Gale’s SVP Paul Gazzolo Wants to Unlock the Publisher’s Information Vault
What types of digital products are you planning to work on in the next couple of years?
There are two areas that I'm particularly interested in. The first is the Gale Virtual Reference Library. It is really the building block for a lot of different things; how to enable a library, instructor, or student to access what's inside of a Gale database so that it can be consumed, shared, or taught from is an area of great interest for us. Beyond that I can't tell you what we plan to build because we're not at that stage yet. But we do have teams that are spending a great deal of time with instructors, librarians, and students to see how we can unlock the value of the content there and bring it to the student rather than expect the student or instructor to find it.
Libraries are working to provide more digital products to patrons. How has that effected how Gale works with libraries?
I think it's a subject that is near and dear to our hearts here at Gale. We want to make the public library an essential part of the community. We view that goal as quite broad and ambitious so a few years ago we did a deep study of customer segmentation, not just of librarians, but also of the patrons that frequent the library. We developed over 50 personae.

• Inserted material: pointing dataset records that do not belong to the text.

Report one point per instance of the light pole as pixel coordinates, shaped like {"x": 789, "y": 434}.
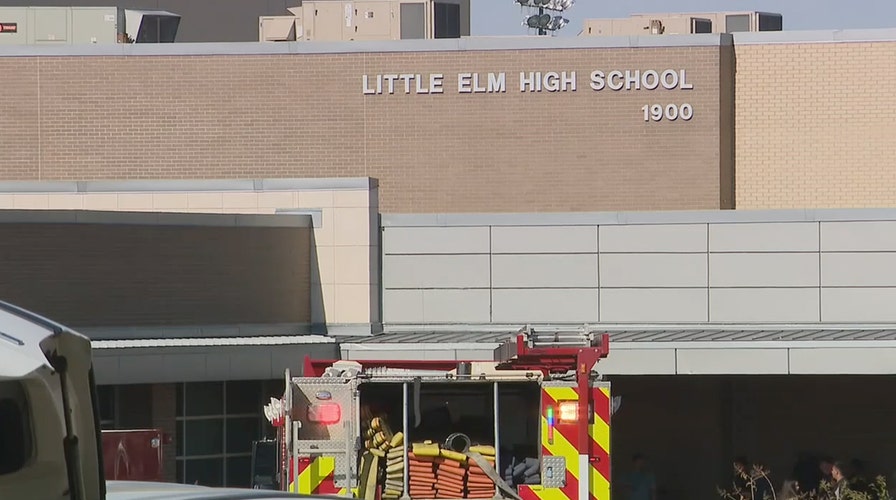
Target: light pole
{"x": 542, "y": 21}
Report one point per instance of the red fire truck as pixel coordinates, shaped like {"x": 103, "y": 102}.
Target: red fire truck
{"x": 532, "y": 425}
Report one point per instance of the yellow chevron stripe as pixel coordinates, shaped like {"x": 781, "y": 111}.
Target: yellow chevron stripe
{"x": 599, "y": 486}
{"x": 548, "y": 493}
{"x": 561, "y": 448}
{"x": 562, "y": 393}
{"x": 314, "y": 474}
{"x": 600, "y": 433}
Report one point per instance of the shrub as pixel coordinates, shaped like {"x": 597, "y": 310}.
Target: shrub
{"x": 756, "y": 485}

For example, "Here is Joe. Joe is a plumber. Joe will need Chilton's Manuals, which is a Gale product." We have student personae, small business owners, we have a retiree, someone with a physical handicap that might require large print text, etc. These personae weren't built around, "This is the person who might buy a Gale product," they were built in a thoughtful way to help libraries think about patrons and design collection services and their delivery model against that. It was a very interesting project. It raised the level of discussion with librarians above the product level to who are the patrons that you need to serve better.